Let $M$ be an $R$-module, and let $U\subset R$ be a multiplicatively closed subset. Let $M_U$ be the localization of $M$ at $U$, and let $R_U$ be the localization of $R$ at $U$. Then we have the "well known" isomorphism $$ M_U\cong M\otimes_R R_U. $$

I could prove this by constructing concrete isomorphism with both direction.

But I heard that this isomorphism can be shown by universal property of localization and tensor product.

How can I do that? Thank you for your help.

Local property which I want to use is,

The ring homomorphism j : R → R maps every element of S to a unit in R* = S^ −1R. The universal property is that if f : R → T is some other ring homomorphism into another ring T which maps every element of S to a unit in T, then there exists a unique ring homomorphism g : R* → T such that f = g∘j.*

How can I show

$$ M\otimes_R R_U→M_U $$

and

$$ M×R_U→M\otimes_R R_U $$ preserves units in $U$?

Answer 1

You can't show this with this universal property, as it only refers to rings.

However there is a universal property of $M_U$ which is:

The map $M\to M_U$ induces an isomorphism $\hom_R(M_U,N)\to \hom_R(M,N)$ for any $N$ such that every element of $U$ acts invertibly on $N$ (and of course every element of $U$ acts invertibly on $M_U$).
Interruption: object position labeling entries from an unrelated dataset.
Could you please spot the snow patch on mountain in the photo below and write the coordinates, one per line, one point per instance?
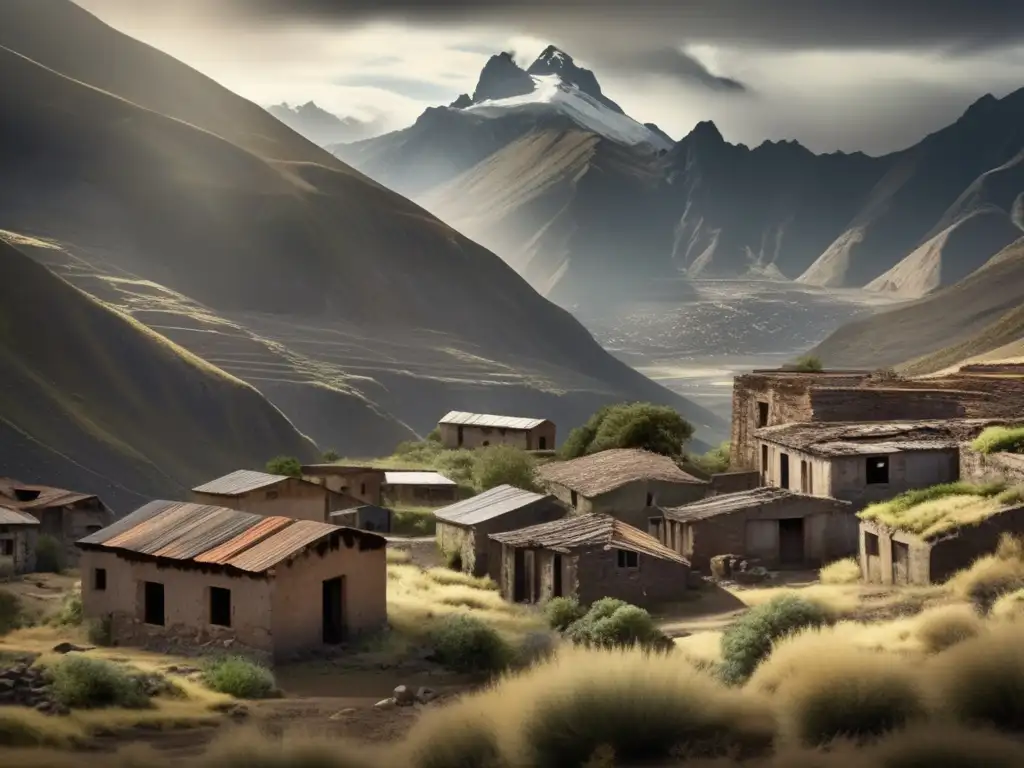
(580, 107)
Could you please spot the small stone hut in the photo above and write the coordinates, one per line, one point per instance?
(900, 557)
(461, 429)
(464, 527)
(589, 557)
(778, 527)
(17, 542)
(403, 488)
(624, 482)
(64, 515)
(263, 494)
(180, 574)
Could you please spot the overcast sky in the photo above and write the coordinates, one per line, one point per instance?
(869, 75)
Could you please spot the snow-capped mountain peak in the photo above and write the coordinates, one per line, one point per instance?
(555, 82)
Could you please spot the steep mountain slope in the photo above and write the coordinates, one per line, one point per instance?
(356, 312)
(705, 208)
(93, 400)
(977, 314)
(321, 126)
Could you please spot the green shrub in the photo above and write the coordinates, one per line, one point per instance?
(10, 612)
(285, 465)
(750, 639)
(49, 555)
(630, 425)
(83, 683)
(504, 465)
(999, 439)
(561, 611)
(464, 643)
(239, 677)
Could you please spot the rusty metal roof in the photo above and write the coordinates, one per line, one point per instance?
(13, 517)
(589, 530)
(607, 470)
(491, 421)
(239, 482)
(281, 546)
(204, 534)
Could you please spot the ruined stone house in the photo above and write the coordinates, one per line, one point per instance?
(18, 532)
(900, 557)
(416, 488)
(588, 557)
(862, 463)
(460, 429)
(184, 576)
(64, 515)
(464, 527)
(623, 482)
(781, 528)
(365, 483)
(263, 494)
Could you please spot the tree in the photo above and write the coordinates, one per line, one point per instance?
(285, 465)
(504, 465)
(637, 425)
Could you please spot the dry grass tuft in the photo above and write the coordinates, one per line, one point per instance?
(841, 571)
In other words, if $M\to N$ is a morphism, and every element of $U$ acts invertibly on $N$, then it extends uniquely to a morphism $M_U\to N$.

Now you can use this universal property to show that $M\to M\otimes_R R_U$ satisfies the same one. You'll have to use :

• the universal property of the tensor product;
• the universal property of $R_U$ as an $R$-module, not as a ring;
• the universal property of $R$ as an $R$-module;
• basic properties of the tensor product.